Besides religious and national holidays, Jamaicans have a number of historic and cultural celebrations. On January 6, the Maroons (offspring of escaped slaves) gather to celebrate the Accompong Maroon Festival, which honours Cudjoe, who led the Maroons to a temporary victory over the British during the war of 1729-1739.
February is carnival month throughout the Caribbean. In Kingston, the University of the West Indies hosts a two-week celebration; people assemble for fashion shows, calypso competitions and all-night dances. During the month of April, Jamaica holds its own Jamaica Carnival, beginning on Easter Day and lasting for a week. In August, the Jamaica Festival coincides with celebrations of Emancipation Day and Independence Day. The festival features competitions in all the major arts, as well as culinary arts. People also enjoy beach parties, calypso, reggae, and soca music.

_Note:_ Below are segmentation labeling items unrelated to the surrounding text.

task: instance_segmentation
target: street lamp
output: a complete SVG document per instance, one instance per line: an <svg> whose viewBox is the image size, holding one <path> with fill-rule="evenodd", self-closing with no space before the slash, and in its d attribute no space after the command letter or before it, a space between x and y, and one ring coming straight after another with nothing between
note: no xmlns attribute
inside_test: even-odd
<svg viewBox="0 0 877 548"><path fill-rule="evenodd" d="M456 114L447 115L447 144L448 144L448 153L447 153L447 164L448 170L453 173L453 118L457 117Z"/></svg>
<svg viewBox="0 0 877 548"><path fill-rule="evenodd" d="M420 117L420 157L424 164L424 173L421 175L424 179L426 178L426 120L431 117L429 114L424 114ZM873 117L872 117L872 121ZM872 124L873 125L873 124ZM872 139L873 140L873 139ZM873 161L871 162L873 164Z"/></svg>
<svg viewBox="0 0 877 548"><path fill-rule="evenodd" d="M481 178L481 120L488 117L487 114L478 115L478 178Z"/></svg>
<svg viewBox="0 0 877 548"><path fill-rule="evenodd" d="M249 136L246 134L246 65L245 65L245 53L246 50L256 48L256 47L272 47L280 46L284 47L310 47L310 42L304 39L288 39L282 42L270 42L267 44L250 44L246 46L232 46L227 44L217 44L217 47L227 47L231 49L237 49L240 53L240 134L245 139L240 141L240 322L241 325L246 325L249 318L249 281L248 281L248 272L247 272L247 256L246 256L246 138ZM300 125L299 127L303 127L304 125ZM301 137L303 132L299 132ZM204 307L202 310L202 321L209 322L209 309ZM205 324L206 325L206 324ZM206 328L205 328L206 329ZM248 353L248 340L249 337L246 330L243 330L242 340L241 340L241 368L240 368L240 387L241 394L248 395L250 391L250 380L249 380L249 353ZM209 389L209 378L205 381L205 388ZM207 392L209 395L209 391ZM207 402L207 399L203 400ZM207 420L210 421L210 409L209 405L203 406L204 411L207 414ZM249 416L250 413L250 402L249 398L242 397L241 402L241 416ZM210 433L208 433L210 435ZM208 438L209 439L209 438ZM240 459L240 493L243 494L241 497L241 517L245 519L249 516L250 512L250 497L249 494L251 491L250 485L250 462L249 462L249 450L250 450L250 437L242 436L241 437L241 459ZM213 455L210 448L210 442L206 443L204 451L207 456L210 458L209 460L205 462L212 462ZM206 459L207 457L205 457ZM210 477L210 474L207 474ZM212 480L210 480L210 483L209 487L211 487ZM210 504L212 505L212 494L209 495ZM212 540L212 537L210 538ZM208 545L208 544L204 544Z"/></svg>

Labour Day (May 23) originally celebrated the activities of the trade union movement, but since 1972 it has been a day for community service, which includes repairing roads, painting schools, and planting trees and decorative shrubbery. Independence Day, celebrated on the first Monday in August, is entirely given over to celebrations that mark Jamaica's independence from Britain.
Christmas is the biggest family event of the year. Jamaicans celebrate by going to church, exchanging gifts with their families and gathering for a large meal. Visits to friends' and relatives' houses follow during the week between Christmas and New Year's.
Various ethnic groups have their own celebrations. Events such as Chinese New Year, the Hindu Diwali festival and the Muslim observance of Hosay can draw participants from the entire community in areas where there is a strong concentration of these peoples.